Why doesn't a simple HTTP request to display a remote web page violate the same-origin policy?

Question

On a W3Schools page, I found that HTTP requests work like this:

A client (a browser) sends an HTTP request to the web
A web server receives the request, and runs an application to process it
The server returns an HTTP response (output) to the browser
The client (the browser) receives the response.

On the same page I found that an XMLHttpRequest works like this:

A browser creates an XMLHttpRequest object and sends it to the server
The server processes the request, creates a response and sends data back to the browser
The browser processes the returned data using JavaScript and updates the page content.

The above two processes appear pretty much the same to me. However, the latter one violates the same-origin policy (SOP) if the server runs on a remote domain. This question on Stack Overflow about the URL in the open() method says that

As we can only send requests to our own web server, I assume that we don't have to rewrite the website's name in the URL.

Applying the same logic to the first case (HTTP requests) would mean that I couldn't open a web page if it is not on my own computer. Luckily, this is not the case.

So, why doesn't an HTTP request to display a remote web page violate the SOP? What is the key point/difference here?

I assume it's about the fact that the second process (XMLHttpRequest) is initiated from a script, while the first one is triggered by the user. However, isn't the HTTP request sent from a script when I click a hyperlink on a web page? And how can a web server distinguish between requests coming from a script and coming from a user?

The "As we can only send requests..." premise in that question is simply false. You can absolutely send requests to other domains. If they're "simple" requests (no weird headers or methods) then the server will even receive the request as intended and most likely respond, although the browser won't let your script *see that response* unless the server trusts your domain for cross-origin requests (see "CORS", which can also allow non-simple requests and authenticated requests, if configured correctly). — CBHacking, Oct 18 '20 at 21:18
The same-origin policy is about a script on one page accessing data on a different website (e.g. a script on Stack Exchange accessing your online banking). If you just open the page, scripts from other pages can't access it - there is no problem. — user253751, Oct 19 '20 at 08:59
You should read the CORS protocol. https://fetch.spec.whatwg.org/#cors-protocol — Joaquin Brandan, Oct 19 '20 at 22:16
@JoaquinBrandan, thank you for your advice. Could you be a bit more specific? — K. Gabor, Oct 20 '20 at 20:03
The mechanics of how CORS work are in that link. CORS is the protocol used by browsers and servers to agree on when it is OK to make a cross-origin HTTP request. By default some requests are allowed,others need what is called a "preflight request" that the browser will automatically send before your request and the server must respond to in order to tell the browser that "it's ok, I as a server expect this". If the server does not respond according to CORS then the browser will refuse to send your request. This is true for all requests triggered by JS. — Joaquin Brandan, Oct 20 '20 at 21:09
To clarify. You violate SOP if while the URL of your browser says "mydomain.com" and the js or html of that site makes a request to "notMyDomain.com". If you click on a link that loads a diferent site, you change the domain (the url you are standin on) , and the SOP now applies for that domain. The browser is the one that tells apart a "js request to another domain, violates SOP" from a "click on a link to change to another site, does not violate SOP" To all cases where a SOP violation is required, CORS must be implemented. I hope that helps — Joaquin Brandan, Oct 20 '20 at 21:21
@JoaquinBrandan, yes, it definitely helps, thank you very much for the comprehensive answer. Also, thank you all for your detailed answers. If it was possible, I would mark each answer as accepted but so far as I know this is only possible with one single reply. — K. Gabor, Oct 21 '20 at 18:13

bdsl · Answer 1 · 2020-10-23T12:23:52.373

And how can a web server distinguish between requests coming from a script and coming from a user?
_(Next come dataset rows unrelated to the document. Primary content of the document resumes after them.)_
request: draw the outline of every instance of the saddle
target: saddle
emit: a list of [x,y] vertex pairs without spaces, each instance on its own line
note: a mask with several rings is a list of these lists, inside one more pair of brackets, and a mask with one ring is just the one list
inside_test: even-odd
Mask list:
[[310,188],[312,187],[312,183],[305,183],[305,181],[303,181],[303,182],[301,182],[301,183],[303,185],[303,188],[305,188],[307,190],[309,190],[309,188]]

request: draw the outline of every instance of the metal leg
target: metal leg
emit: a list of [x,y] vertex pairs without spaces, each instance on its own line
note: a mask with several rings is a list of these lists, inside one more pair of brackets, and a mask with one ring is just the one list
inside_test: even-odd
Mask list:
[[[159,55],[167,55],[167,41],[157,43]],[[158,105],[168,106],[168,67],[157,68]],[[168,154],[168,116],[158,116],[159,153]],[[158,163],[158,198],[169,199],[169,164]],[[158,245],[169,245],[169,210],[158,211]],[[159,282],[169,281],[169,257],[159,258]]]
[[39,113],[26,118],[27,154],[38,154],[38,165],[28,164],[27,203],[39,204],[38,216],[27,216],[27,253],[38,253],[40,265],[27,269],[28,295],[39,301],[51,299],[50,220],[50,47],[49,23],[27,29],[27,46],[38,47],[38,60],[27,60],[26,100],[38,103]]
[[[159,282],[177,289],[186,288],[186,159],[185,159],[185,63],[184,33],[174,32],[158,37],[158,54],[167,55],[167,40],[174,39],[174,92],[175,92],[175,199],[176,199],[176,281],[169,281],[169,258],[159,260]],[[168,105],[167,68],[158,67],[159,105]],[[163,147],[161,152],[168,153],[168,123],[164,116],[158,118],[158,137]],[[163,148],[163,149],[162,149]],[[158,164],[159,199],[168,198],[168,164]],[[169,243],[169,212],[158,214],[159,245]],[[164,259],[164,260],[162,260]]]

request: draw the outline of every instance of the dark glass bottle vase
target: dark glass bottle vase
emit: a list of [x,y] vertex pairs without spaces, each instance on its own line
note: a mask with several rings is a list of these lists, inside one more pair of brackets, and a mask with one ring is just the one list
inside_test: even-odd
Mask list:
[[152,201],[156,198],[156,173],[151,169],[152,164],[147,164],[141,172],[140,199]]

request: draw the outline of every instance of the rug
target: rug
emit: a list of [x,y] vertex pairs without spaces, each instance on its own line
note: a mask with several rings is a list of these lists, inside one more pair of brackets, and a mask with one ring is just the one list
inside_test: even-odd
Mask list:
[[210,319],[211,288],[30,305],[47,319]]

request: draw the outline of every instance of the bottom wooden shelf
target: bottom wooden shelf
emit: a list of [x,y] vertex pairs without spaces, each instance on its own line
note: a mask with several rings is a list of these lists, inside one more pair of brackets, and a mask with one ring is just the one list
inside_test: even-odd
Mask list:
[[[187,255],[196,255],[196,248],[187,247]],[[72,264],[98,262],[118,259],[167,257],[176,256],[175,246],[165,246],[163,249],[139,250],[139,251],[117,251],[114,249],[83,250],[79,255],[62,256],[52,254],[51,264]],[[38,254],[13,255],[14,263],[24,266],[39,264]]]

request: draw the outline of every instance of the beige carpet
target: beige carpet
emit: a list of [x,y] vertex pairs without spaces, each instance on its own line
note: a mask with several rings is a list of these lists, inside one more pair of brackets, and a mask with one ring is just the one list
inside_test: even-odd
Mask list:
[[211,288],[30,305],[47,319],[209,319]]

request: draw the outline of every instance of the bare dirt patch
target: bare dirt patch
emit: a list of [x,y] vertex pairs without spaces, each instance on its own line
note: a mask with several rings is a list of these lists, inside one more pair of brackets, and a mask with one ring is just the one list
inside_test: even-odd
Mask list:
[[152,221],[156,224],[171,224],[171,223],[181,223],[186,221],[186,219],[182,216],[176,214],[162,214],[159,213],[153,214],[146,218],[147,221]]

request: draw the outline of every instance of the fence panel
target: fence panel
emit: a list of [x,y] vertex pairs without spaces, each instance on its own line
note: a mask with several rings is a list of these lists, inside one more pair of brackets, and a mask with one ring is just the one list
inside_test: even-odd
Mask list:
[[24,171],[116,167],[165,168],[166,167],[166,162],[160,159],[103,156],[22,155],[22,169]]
It doesn't. The same origin policy is enforced by the browser, not the server.

The purpose of the Same Origin Policy (SOP) isn't to protect the server itself. Instead it's to protect confidential information which the server wishes to share with the user, but not to share with other parties. This information may be protected by checking the user's cookie, authentication header, or IP address when they send a request, but those checks can be bypassed by an attacker getting the legitimate user to open the attacker's website with a script to request the information.

This is when the SOP provides protection. The request may still be sent, but the browser can refuse to allow the script to see the information in the response.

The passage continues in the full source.